The way the processor industry is going, is to add more and more cores, but nobody knows how to program those things. I mean, two, yeah; four, not really; eight, forget it. - Steve Jobs.

01 August 2015

Overtake the conventional wisdom around high performance programming

I’ve been thinking on high performance programming for a while. Many domains rely on software systems which are nanoseconds sensitive. Software designers and developers whom build these systems are committed on achieving the maximum throughput and performance boost.

This is not an easy job. It’s hard and requires a huge amount of expertise in several areas. Build such kind of systems is a matter of extremely important choices: from high level architecture and programming languages, down to the cache memory organization and CPU architecture.
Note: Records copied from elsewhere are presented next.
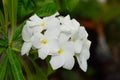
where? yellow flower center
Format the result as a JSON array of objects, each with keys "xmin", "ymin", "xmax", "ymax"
[
  {"xmin": 40, "ymin": 22, "xmax": 46, "ymax": 27},
  {"xmin": 58, "ymin": 48, "xmax": 63, "ymax": 55},
  {"xmin": 42, "ymin": 39, "xmax": 48, "ymax": 44}
]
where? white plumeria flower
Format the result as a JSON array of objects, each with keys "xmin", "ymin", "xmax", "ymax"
[
  {"xmin": 50, "ymin": 42, "xmax": 75, "ymax": 70},
  {"xmin": 76, "ymin": 40, "xmax": 91, "ymax": 72},
  {"xmin": 70, "ymin": 26, "xmax": 91, "ymax": 71},
  {"xmin": 21, "ymin": 25, "xmax": 32, "ymax": 55},
  {"xmin": 31, "ymin": 33, "xmax": 59, "ymax": 59},
  {"xmin": 70, "ymin": 26, "xmax": 88, "ymax": 54},
  {"xmin": 27, "ymin": 13, "xmax": 59, "ymax": 33},
  {"xmin": 59, "ymin": 15, "xmax": 80, "ymax": 40}
]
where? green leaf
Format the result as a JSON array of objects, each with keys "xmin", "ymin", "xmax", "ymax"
[
  {"xmin": 36, "ymin": 3, "xmax": 57, "ymax": 17},
  {"xmin": 0, "ymin": 46, "xmax": 5, "ymax": 56},
  {"xmin": 0, "ymin": 10, "xmax": 4, "ymax": 27},
  {"xmin": 0, "ymin": 38, "xmax": 8, "ymax": 46},
  {"xmin": 102, "ymin": 5, "xmax": 120, "ymax": 22},
  {"xmin": 7, "ymin": 48, "xmax": 25, "ymax": 80},
  {"xmin": 0, "ymin": 56, "xmax": 8, "ymax": 80}
]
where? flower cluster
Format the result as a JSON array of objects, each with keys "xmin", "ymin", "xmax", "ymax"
[{"xmin": 21, "ymin": 13, "xmax": 91, "ymax": 71}]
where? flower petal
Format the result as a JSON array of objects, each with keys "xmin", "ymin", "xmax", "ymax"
[
  {"xmin": 63, "ymin": 55, "xmax": 75, "ymax": 70},
  {"xmin": 50, "ymin": 56, "xmax": 64, "ymax": 70},
  {"xmin": 21, "ymin": 42, "xmax": 32, "ymax": 55},
  {"xmin": 31, "ymin": 33, "xmax": 42, "ymax": 49},
  {"xmin": 29, "ymin": 14, "xmax": 42, "ymax": 22},
  {"xmin": 79, "ymin": 26, "xmax": 88, "ymax": 40},
  {"xmin": 38, "ymin": 48, "xmax": 48, "ymax": 59},
  {"xmin": 74, "ymin": 40, "xmax": 83, "ymax": 53},
  {"xmin": 77, "ymin": 56, "xmax": 87, "ymax": 72},
  {"xmin": 46, "ymin": 39, "xmax": 59, "ymax": 53},
  {"xmin": 22, "ymin": 25, "xmax": 32, "ymax": 41}
]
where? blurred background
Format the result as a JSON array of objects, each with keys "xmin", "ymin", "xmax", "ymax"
[
  {"xmin": 50, "ymin": 0, "xmax": 120, "ymax": 80},
  {"xmin": 0, "ymin": 0, "xmax": 120, "ymax": 80}
]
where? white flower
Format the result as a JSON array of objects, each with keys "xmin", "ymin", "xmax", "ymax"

During my journey among books, blogs, technical papers and conference videos, I went through a really interesting concurrency pattern called Disruptor. LMAX, a trading firm whom proposed this pattern, had built its own core-service with Disruptor, coding everything in Java. These guys have to deal every day with low latency, high reliability, performance optimization an scalability. LMAX trading system can handle over 6 million orders per second on a single thread and on conventional hardware (3Ghz dual-socket quad core Intel on a Dell Server 32 GB RAM). This sounds so interesting to me, so I decided to go deeply to figure out how they reached this amazing result.

You can easily image that this post is is focused on disruptor pattern. However, this is also the first of many other post on concurrency and high performance computing. As last note, I started to use mind maps for my studies and organizing my notes. I found them pretty good and useful for having a compact representation of a topic. So I attached a couple of the maps I used, hopefully you’ll find them useful too.

###Concurrency and parallelism Everyone who hear about concurrency and parallelism, have a basic intuition of their meaning: is the ability to do more activities in the same time. In computer programming, this behaviour can be achieved via software and hardware support.

However, before going ahead with this discussion, It worth note to clarify our terminology to avoid confusion. The words parallelism and concurrency are synonyms in many fields, but unfortunately in programming they describe different things.

Intuitively, think the parallelism as a concept more close to hardware than software, while for concurrency the converse happens, because it is more related to programmer’s skills.

A parallel program uses a multiplicity of hardware resources, ie CPU cores, in order to perform computation more quickly. Different parts of the computation are split among different execution unit at the same time, or in parallel, so the output can be delivered quickly. Parallelism is about hard and pure efficiency.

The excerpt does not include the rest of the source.